As the volume of trade grew, however, the British demanded greater access to China’s markets. Tea exports from China grew from 92,000 pounds in 1700 to 2.7 million pounds in 1751. By 1800 the East India Company was buying 23 million pounds of tea per year at a cost of 3.6 million pounds of silver. Concerned that the China trade was draining silver out of England, the British searched for a counterpart commodity to trade for tea and porcelain. They found it in opium, which they planted in large quantities after they had taken Bengal, in India, in 1757.
British merchants blamed the restrictions of the Canton trade for the failure to export enough goods to China to balance their imports of tea and porcelain.
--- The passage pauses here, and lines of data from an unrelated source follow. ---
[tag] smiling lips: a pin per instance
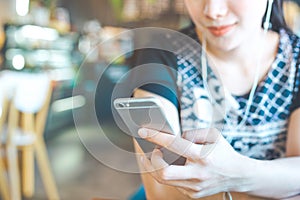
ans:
(220, 30)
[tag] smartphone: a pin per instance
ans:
(145, 112)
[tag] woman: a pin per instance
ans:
(255, 153)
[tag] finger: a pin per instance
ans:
(202, 136)
(146, 164)
(173, 143)
(157, 160)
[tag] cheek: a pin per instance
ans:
(249, 12)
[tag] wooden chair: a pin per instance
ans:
(4, 190)
(26, 122)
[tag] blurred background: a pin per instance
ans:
(61, 38)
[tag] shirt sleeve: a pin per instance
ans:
(155, 70)
(296, 100)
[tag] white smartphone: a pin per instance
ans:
(145, 112)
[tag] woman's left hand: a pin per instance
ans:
(212, 165)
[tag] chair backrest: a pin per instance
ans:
(30, 95)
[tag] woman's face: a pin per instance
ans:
(226, 24)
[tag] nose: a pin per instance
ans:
(215, 9)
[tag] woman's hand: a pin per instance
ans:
(212, 165)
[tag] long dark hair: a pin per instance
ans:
(277, 16)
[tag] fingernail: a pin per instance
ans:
(142, 133)
(142, 159)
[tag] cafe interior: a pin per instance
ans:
(59, 64)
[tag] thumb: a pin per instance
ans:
(202, 136)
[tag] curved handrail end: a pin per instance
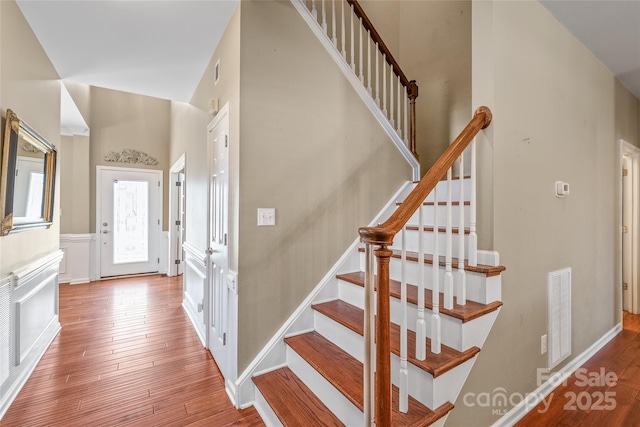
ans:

Thus, Lord George Macartney’s mission to the court in Beijing in 1793 aimed to promote British trade by creating direct ties between the British government and the emperor. Macartney, however, portrayed his embassy as a tribute mission to celebrate the emperor’s birthday. He had only one man with him who could speak Chinese.
When he tried to raise the trade question, after following the tribute rituals, Macartney’s demands were rejected. His gifts of astronomical instruments, intended to impress the Qing emperor with British technological skills, in fact did not look very impressive: the emperor had already received similar items from Jesuits in earlier decades. Macartney’s failure, and the failure of a later mission (the Amherst embassy) in 1816, helped to convince the British that only force would induce the Qing government to open China’s ports.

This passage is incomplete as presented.